Question un peu impertinente, qu'un professeur de philosophie hors normes a décidé de poser aux grands auteurs : non sans succès, car la collection « Vivre en philosophie » initiée par Balthasar Thomass, suscite un réel engouement du public, séduit par l'idée de Vivre heureux avec Spinoza ou de S'affirmer avec Nietzsche. Si la commande initiale s’orientait davantage vers le développement personnel, Balthasar Thomass a choisi de livrer, plutôt qu'une version allégée de l’Éthique ou de Zarathoustra pour bobo mal dans sa peau, une étude simple mais rigoureuse des principales thèses des ouvrages abordés. Derrière l'aisance et la clarté du style, on devine la maîtrise du sujet et la familiarité ancienne de B. Thomass avec ses modèles : de brefs ouvrages étonnants, séduisants, ponctués de « Questions vitales » et de « Philo-action », qui proposent des approches lumineuses pour des questions complexes et permettent de réviser plaisamment ses classiques sans craindre les simplifications réductrices.

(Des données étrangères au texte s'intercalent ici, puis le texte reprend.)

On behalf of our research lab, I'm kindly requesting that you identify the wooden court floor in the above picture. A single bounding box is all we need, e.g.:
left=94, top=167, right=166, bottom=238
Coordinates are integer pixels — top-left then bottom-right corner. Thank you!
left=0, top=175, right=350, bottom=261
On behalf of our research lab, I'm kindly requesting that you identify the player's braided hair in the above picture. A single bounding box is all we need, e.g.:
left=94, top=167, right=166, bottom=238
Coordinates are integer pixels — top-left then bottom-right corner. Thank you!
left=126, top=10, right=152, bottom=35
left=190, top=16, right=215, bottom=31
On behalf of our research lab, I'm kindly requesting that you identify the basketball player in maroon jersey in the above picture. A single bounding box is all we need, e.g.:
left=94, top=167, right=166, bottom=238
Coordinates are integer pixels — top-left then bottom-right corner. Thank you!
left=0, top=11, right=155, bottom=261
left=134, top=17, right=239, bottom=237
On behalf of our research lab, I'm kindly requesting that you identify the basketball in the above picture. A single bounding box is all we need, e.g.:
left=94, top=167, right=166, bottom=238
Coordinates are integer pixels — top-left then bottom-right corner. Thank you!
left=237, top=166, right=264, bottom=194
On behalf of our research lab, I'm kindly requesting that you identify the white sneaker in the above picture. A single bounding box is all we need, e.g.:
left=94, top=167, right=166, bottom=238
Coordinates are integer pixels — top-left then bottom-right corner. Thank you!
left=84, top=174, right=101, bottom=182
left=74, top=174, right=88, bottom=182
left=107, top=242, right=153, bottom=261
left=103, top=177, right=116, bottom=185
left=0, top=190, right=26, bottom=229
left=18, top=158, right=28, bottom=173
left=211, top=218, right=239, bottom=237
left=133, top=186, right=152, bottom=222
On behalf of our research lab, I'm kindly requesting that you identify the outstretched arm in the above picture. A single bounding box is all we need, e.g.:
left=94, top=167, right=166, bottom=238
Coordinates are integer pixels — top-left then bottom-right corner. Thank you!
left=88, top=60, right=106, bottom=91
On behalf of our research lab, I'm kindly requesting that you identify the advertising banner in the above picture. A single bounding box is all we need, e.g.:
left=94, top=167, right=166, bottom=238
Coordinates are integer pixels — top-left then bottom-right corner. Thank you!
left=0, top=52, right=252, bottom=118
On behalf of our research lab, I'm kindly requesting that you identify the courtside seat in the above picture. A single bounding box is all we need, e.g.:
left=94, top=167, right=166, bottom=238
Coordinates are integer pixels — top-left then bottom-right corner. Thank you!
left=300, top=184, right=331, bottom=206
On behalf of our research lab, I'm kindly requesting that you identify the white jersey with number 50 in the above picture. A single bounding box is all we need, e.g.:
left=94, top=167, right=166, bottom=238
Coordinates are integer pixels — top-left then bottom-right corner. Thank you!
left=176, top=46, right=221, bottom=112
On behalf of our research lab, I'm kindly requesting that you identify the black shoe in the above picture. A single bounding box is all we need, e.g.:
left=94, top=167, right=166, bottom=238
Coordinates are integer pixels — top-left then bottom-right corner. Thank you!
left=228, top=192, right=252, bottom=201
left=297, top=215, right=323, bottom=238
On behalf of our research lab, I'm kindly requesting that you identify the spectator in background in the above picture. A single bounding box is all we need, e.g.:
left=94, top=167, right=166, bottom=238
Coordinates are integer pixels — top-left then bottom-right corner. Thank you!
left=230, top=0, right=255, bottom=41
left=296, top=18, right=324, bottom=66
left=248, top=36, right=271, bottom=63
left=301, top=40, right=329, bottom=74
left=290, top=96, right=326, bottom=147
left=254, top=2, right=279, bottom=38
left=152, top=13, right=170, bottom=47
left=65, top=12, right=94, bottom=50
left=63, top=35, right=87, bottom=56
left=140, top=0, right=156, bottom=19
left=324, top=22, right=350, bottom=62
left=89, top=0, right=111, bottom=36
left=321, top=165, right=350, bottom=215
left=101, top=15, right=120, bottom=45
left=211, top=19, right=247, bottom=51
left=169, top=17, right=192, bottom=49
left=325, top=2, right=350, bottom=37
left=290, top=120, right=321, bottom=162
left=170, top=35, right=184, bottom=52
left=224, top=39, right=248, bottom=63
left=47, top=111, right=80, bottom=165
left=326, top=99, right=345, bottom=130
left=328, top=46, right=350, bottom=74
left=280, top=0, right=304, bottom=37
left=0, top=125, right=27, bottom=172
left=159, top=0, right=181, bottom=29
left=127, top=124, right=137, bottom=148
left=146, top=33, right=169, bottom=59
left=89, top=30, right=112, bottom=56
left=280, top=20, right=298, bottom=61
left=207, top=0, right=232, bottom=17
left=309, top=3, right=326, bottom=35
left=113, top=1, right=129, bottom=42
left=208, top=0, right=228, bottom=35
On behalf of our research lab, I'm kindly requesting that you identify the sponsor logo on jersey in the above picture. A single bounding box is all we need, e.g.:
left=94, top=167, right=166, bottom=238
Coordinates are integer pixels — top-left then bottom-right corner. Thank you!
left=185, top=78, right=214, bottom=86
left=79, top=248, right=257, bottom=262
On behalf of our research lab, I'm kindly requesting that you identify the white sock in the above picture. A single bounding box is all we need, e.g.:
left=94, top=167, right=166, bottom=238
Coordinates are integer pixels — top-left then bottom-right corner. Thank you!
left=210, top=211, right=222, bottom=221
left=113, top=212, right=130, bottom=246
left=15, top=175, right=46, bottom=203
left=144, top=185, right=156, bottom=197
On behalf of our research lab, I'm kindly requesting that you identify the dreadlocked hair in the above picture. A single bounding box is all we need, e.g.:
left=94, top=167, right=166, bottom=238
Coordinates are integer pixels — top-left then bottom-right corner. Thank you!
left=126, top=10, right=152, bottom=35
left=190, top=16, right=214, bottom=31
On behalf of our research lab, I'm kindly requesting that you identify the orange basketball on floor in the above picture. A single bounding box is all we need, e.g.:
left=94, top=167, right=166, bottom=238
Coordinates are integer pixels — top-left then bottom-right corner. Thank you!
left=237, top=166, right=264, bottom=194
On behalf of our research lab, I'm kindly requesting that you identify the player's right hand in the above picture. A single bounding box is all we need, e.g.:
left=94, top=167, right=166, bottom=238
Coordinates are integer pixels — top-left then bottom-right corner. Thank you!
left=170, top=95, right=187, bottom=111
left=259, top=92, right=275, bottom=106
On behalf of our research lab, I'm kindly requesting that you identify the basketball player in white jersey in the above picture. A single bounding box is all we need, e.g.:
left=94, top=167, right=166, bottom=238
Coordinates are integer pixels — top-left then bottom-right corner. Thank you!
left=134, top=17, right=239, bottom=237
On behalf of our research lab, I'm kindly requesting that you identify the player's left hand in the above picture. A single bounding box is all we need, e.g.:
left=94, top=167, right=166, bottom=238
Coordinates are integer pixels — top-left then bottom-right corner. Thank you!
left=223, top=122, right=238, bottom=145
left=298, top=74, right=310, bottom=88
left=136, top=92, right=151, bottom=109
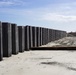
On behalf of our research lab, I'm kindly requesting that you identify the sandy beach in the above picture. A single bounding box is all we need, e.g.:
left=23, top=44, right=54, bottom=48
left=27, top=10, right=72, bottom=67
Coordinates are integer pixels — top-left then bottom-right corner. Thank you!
left=0, top=51, right=76, bottom=75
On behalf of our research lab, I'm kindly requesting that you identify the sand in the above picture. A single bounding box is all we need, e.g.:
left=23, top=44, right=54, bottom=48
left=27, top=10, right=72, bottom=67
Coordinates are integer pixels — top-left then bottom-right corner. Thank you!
left=0, top=51, right=76, bottom=75
left=0, top=37, right=76, bottom=75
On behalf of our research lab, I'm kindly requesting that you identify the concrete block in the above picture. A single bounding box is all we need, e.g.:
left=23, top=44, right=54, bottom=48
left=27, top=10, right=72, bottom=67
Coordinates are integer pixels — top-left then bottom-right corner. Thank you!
left=29, top=26, right=33, bottom=48
left=18, top=26, right=25, bottom=52
left=11, top=24, right=19, bottom=54
left=40, top=27, right=42, bottom=46
left=36, top=27, right=40, bottom=47
left=0, top=22, right=3, bottom=61
left=2, top=22, right=12, bottom=57
left=25, top=26, right=30, bottom=51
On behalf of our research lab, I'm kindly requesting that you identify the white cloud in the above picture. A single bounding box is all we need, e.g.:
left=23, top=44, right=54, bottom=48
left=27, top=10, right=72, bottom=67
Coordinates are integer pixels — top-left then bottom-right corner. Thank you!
left=0, top=0, right=26, bottom=6
left=41, top=13, right=76, bottom=22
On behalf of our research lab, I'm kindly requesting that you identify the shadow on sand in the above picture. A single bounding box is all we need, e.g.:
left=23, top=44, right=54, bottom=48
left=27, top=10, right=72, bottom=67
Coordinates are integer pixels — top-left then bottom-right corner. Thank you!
left=41, top=62, right=76, bottom=71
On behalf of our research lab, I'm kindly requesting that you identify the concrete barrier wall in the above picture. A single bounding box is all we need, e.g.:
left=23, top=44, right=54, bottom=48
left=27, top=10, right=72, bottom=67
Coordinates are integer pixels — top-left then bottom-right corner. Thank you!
left=11, top=24, right=19, bottom=54
left=0, top=22, right=67, bottom=61
left=18, top=26, right=25, bottom=52
left=0, top=22, right=3, bottom=61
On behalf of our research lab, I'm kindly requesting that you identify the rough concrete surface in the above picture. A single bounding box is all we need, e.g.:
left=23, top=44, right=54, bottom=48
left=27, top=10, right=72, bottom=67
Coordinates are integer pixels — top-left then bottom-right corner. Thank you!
left=42, top=37, right=76, bottom=47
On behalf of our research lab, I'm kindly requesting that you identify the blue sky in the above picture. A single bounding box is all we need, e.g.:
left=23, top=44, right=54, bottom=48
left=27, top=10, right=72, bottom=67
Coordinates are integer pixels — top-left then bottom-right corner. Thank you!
left=0, top=0, right=76, bottom=32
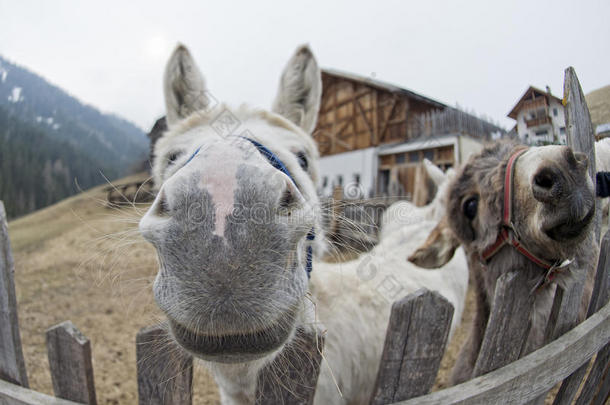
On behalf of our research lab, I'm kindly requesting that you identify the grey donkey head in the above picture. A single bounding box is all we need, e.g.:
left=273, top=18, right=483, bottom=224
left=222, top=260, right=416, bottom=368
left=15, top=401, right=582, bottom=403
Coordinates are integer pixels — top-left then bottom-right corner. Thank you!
left=140, top=46, right=321, bottom=362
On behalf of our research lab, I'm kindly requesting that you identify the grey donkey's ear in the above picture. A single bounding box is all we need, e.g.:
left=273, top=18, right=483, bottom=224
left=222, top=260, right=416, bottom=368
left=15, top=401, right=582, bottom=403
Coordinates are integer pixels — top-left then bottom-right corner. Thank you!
left=163, top=45, right=209, bottom=126
left=273, top=45, right=322, bottom=134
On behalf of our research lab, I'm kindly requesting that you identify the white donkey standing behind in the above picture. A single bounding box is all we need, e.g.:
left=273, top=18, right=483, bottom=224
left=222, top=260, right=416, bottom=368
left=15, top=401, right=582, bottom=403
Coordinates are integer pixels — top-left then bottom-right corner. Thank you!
left=140, top=46, right=468, bottom=405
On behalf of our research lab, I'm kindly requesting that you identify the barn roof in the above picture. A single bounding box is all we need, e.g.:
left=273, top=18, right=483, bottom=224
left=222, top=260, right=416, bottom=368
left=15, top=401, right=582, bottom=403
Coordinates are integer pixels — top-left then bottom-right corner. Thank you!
left=507, top=86, right=562, bottom=120
left=378, top=133, right=464, bottom=156
left=322, top=68, right=447, bottom=109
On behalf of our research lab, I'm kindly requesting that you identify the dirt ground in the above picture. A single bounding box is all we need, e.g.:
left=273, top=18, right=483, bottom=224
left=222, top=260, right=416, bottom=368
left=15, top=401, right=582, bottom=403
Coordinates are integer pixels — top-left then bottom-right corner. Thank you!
left=9, top=172, right=473, bottom=405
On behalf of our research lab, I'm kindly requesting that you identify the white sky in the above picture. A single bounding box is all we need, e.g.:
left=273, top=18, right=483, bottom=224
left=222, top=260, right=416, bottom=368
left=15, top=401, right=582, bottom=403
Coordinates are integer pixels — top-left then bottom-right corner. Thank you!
left=0, top=0, right=610, bottom=130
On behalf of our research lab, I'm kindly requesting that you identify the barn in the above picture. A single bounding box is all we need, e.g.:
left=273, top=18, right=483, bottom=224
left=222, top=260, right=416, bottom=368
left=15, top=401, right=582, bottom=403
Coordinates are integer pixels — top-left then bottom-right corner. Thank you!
left=313, top=69, right=504, bottom=199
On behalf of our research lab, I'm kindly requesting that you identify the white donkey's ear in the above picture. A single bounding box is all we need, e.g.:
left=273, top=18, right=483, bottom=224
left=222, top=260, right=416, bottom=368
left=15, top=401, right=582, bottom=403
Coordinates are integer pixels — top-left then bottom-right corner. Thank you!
left=273, top=45, right=322, bottom=134
left=163, top=45, right=209, bottom=125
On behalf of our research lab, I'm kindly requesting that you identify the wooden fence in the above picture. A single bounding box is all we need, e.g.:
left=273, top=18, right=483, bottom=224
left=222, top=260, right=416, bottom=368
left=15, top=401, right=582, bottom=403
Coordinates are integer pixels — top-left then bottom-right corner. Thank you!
left=0, top=68, right=610, bottom=405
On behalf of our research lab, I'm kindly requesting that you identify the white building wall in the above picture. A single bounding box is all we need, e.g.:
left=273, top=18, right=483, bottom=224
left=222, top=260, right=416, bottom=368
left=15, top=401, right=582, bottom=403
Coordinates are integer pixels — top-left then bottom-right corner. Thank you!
left=318, top=148, right=377, bottom=198
left=517, top=99, right=567, bottom=145
left=549, top=99, right=568, bottom=145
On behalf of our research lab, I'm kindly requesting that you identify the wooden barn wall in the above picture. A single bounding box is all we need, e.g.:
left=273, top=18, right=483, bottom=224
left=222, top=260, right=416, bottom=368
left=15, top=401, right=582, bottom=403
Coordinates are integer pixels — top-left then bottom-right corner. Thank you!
left=314, top=73, right=434, bottom=156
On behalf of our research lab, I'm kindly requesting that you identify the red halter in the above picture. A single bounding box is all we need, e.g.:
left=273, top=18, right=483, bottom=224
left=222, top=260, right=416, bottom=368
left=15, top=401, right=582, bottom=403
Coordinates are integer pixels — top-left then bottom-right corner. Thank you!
left=481, top=148, right=572, bottom=288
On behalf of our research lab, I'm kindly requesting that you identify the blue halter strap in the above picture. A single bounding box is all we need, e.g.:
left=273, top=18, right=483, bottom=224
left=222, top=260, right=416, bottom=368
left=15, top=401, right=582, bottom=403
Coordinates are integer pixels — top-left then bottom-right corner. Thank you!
left=239, top=136, right=316, bottom=278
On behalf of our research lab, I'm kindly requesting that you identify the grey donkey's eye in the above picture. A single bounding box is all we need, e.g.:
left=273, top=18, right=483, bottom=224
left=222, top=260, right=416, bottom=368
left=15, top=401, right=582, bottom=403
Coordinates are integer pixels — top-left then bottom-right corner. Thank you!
left=462, top=197, right=479, bottom=221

Un bout de chemin en si bonne compagnie


Le premier auteur choisi se prête particulièrement bien à l'idée de la collection : Spinoza est entre tous un auteur à vivre, dont l'existence privée appliquait à la lettre les préceptes plein de raison qu'il développait dans ses ouvrages. Présenté en quatre points « techniques » (symptômes et diagnostic, clés pour comprendre, moyens d'agir et vision du sens de l'existence), la doctrine spinozienne est en réalité parcourue selon ses interrogations structurantes : les affects, la nécessité, changer ses passions, Dieu.

Menée comme une enquête, l'explication de B. Thomass appose des images simples et des constats courants sur les thèses exigeantes de Spinoza : on s'en trouve si bien éclairé qu'on en oublie les obscurités du style more geometrico de l’Éthique et qu'on se sent chez le philosophe comme chez un vieil ami perdu de vue. On se gardera, évidemment, d'exiger de cette aimable promenade les subtilités d'un manuel d'érudition. Mais on y trouvera des passerelles fécondes, entre vie réelle et abstraction conceptuelle, pour nourrir l'enseignement en classe.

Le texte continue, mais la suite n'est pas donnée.